Va verso la conclusione la settimana non positiva in Borsa per Generali Assicurazioni, con il titolo che ogni giorno – senza pure grossi picchi in negativo – ha sempre chiuso con il segno meno davanti a Piazza Affari: nelle ultime due giornate i mercati cercano qualche conferma in merito ai futuri piani della Compagnia del Leone. Son moltissimi gli analisti finanziari, gli advisor e gli esperti nei settori dei mercati europei: importanti le parole di Credit Suisse quando, poco prima di sapere che Intesa Sanpaolo avrebbe fatto un passo indietro negli accordi con Generali (la partita è tutt’altro che chiusa ma resta molto complessa e di difficile lettura, ndr), già annunciava in un report le difficoltà dell’operazione. «La strategia di Intesa Sanpaolo si è era concentrata sul business core dell’asset management, mentre finora non ci sono state grandi acquisizioni di assicuratori». Non solo, per la banca svizzera sono limando 5 i grossi problemi sulla partita di Trieste: «tre possibili fondamenti logici alla base dell’operazione: diversificazione geografica e di business; creazione di un operatore enorme nel business dell’asset management e diluzione del business bancario e del peso dei crediti deteriorati. Ma subito arrivano cinque potenziali lati negativi.
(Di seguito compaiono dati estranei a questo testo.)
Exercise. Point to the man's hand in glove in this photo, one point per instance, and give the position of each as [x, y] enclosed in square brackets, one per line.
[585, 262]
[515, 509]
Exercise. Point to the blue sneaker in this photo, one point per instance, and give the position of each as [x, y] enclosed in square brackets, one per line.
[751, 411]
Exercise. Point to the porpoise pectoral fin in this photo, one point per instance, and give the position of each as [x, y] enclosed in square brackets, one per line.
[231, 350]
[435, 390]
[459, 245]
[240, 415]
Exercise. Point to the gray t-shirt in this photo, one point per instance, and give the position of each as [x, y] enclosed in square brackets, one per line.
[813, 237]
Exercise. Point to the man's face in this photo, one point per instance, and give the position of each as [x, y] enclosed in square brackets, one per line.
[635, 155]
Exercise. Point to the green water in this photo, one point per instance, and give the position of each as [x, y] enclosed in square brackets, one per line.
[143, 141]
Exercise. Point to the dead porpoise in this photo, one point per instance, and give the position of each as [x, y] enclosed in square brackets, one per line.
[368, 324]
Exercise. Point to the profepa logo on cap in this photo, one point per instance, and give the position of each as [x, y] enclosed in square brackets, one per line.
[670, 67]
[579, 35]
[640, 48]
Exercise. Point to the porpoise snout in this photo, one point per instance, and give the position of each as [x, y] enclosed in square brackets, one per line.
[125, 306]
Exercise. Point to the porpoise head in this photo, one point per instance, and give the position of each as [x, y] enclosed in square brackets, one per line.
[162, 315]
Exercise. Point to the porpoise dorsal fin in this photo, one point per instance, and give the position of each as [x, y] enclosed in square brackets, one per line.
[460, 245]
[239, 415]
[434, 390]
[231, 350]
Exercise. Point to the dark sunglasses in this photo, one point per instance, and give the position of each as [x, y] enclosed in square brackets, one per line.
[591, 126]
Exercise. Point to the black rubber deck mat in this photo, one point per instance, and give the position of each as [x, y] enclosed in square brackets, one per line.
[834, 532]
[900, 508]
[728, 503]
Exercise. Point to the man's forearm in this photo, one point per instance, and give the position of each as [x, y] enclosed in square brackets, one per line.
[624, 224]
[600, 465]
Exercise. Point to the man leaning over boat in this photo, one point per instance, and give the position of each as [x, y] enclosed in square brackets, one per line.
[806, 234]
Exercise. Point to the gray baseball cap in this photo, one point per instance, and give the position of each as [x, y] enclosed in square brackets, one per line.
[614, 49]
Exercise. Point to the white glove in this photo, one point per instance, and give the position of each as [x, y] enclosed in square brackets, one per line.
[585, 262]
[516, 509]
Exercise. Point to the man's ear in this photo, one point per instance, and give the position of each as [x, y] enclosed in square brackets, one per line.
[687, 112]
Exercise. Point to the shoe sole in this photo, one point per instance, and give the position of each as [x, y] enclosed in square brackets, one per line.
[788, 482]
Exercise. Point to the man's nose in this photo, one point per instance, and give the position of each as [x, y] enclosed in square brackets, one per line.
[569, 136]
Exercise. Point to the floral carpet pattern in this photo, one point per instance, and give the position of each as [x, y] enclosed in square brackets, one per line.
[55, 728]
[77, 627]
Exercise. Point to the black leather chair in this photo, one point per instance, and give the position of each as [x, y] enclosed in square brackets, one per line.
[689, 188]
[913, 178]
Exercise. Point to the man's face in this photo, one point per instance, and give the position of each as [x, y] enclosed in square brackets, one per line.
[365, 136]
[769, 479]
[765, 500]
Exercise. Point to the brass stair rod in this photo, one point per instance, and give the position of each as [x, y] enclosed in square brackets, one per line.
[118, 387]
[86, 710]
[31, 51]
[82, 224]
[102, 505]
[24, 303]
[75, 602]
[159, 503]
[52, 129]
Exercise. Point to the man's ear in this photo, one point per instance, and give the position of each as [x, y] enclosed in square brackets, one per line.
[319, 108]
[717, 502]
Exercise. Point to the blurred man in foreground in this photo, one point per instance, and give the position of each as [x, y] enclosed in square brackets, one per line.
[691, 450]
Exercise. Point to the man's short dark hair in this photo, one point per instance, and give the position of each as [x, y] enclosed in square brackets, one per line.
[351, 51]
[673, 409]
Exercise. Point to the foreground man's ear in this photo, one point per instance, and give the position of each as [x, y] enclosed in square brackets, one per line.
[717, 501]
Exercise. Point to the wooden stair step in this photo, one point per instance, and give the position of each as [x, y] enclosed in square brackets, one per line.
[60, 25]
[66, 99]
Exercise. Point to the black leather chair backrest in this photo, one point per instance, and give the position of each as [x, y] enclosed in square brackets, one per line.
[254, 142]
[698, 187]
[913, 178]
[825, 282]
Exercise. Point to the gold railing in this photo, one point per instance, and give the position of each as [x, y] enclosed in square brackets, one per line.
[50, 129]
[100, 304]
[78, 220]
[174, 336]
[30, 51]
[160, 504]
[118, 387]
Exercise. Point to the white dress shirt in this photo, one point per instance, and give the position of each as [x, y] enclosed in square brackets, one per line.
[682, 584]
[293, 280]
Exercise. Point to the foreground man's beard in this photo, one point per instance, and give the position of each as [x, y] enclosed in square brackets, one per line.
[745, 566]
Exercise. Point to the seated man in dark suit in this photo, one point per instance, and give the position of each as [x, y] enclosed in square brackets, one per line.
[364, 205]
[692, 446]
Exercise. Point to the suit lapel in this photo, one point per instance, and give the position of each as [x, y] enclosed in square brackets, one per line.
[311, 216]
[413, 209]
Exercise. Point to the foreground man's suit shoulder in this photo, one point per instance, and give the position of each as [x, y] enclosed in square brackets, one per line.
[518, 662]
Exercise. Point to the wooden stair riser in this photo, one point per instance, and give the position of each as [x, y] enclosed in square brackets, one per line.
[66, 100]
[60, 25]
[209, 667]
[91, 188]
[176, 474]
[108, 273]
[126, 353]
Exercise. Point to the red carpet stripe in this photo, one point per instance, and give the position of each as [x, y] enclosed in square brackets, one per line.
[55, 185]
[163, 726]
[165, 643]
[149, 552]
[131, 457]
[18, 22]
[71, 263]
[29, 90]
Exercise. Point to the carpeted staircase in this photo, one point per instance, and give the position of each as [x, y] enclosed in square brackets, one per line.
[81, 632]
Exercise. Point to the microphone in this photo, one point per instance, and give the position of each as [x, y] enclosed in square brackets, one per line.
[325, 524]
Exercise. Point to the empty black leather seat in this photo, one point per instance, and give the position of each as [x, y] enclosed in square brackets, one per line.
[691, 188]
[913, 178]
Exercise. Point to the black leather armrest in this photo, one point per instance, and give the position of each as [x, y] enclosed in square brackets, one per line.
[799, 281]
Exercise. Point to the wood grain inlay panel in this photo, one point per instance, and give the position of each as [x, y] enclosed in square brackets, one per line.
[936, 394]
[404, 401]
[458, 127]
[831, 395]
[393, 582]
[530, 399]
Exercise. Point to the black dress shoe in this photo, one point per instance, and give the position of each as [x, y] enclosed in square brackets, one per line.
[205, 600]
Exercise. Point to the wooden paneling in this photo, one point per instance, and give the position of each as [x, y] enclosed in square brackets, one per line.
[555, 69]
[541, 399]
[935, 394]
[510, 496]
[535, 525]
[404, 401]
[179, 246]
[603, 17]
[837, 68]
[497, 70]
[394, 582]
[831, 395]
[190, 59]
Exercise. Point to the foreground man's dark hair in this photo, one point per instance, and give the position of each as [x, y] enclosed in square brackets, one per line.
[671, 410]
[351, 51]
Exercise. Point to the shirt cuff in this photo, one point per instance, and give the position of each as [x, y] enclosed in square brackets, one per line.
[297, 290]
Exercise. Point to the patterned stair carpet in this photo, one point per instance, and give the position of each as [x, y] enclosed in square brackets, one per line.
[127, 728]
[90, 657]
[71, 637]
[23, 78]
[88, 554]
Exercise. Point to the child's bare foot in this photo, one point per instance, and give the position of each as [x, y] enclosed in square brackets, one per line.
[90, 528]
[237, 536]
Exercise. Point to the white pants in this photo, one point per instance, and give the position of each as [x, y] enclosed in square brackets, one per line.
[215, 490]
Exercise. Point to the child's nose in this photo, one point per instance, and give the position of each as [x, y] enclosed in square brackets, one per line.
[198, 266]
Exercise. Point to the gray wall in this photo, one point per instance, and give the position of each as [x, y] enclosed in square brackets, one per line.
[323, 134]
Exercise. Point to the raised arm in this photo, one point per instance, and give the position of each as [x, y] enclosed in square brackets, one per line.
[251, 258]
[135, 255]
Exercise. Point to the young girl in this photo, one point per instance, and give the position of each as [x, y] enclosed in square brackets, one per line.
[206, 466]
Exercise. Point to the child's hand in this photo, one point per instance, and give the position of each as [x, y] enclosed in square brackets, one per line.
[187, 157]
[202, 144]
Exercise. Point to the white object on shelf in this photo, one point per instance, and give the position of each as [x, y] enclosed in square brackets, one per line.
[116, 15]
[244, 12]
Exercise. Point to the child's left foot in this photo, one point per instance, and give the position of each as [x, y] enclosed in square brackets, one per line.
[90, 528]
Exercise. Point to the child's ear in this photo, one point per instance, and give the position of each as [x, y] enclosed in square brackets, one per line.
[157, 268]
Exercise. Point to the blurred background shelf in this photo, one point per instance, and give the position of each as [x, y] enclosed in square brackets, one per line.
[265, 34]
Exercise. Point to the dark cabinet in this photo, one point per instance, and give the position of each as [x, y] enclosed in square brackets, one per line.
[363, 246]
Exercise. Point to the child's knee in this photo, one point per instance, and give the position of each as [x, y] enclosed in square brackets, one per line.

Alti rischi di esecuzione; inconvenienti sul lato regolatorio; incertezza legata alla durata del “Danish compromise”; potenziali problemi di antistrust in Italia; prezzi e sinergie in contrasto con la creazione di valore», perché «ci sarebbe bisogno di 1,19 miliardi di sinergie post-tasse per vedere l’operazione redditizia come con l’attuale rapporto di concambio».